I'd appreciate it if you posted a construction or provided any kinds of reference.
The following construction has complexity 30.
Construct 3x3 grid.
Construct the middle point K of line segment AB. You can prove this by Ceva's theorem.
Choose any point H on line CD. AHBCI ACBHJ ABIJK
Simply construct the center of the square and the other middle points of each side.
ACBDL ACDKM ADBMN CDKLO BCLNP
Construct the parallel line and the perpendicular line of line EF through point L.
Construct the perpendicular bisector RS of line segment LQ to construct the symmetric line LU of line EF about line RS.

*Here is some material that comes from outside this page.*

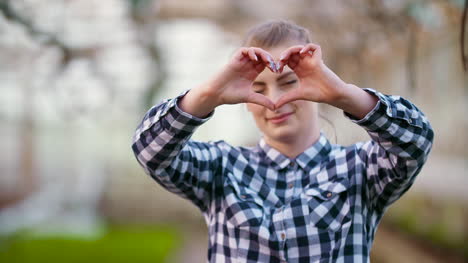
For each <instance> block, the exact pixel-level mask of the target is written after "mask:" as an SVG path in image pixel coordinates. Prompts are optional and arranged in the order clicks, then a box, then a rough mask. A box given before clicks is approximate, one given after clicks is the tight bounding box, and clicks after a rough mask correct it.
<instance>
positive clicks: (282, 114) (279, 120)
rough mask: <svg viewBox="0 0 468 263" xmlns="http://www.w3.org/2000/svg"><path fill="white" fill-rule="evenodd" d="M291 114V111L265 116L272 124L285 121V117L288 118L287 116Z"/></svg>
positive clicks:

ACEFQ BQKPR DQNOS EFRST ABLTU
Construct the perpendicular line LW of line EF through point L by making it symmetric to LU about LN.
CUNPV BVCDW ABLWX
Construct the line of line EF through point L.
ACNUY ADKYZ
Construct the perpendicular line of line EF through G by making c symmetric to G about line LZ.
GWLZa GXLZb WbXac EFGcd
And here is the result. It's really complex.
- The complexity of a construction can be described by the quantity of points.
XYZUVis short for "creating point $V$ which is the intersection of line $XY$ and $ZU$".- Notice that points can be in either capital and lowercase letters.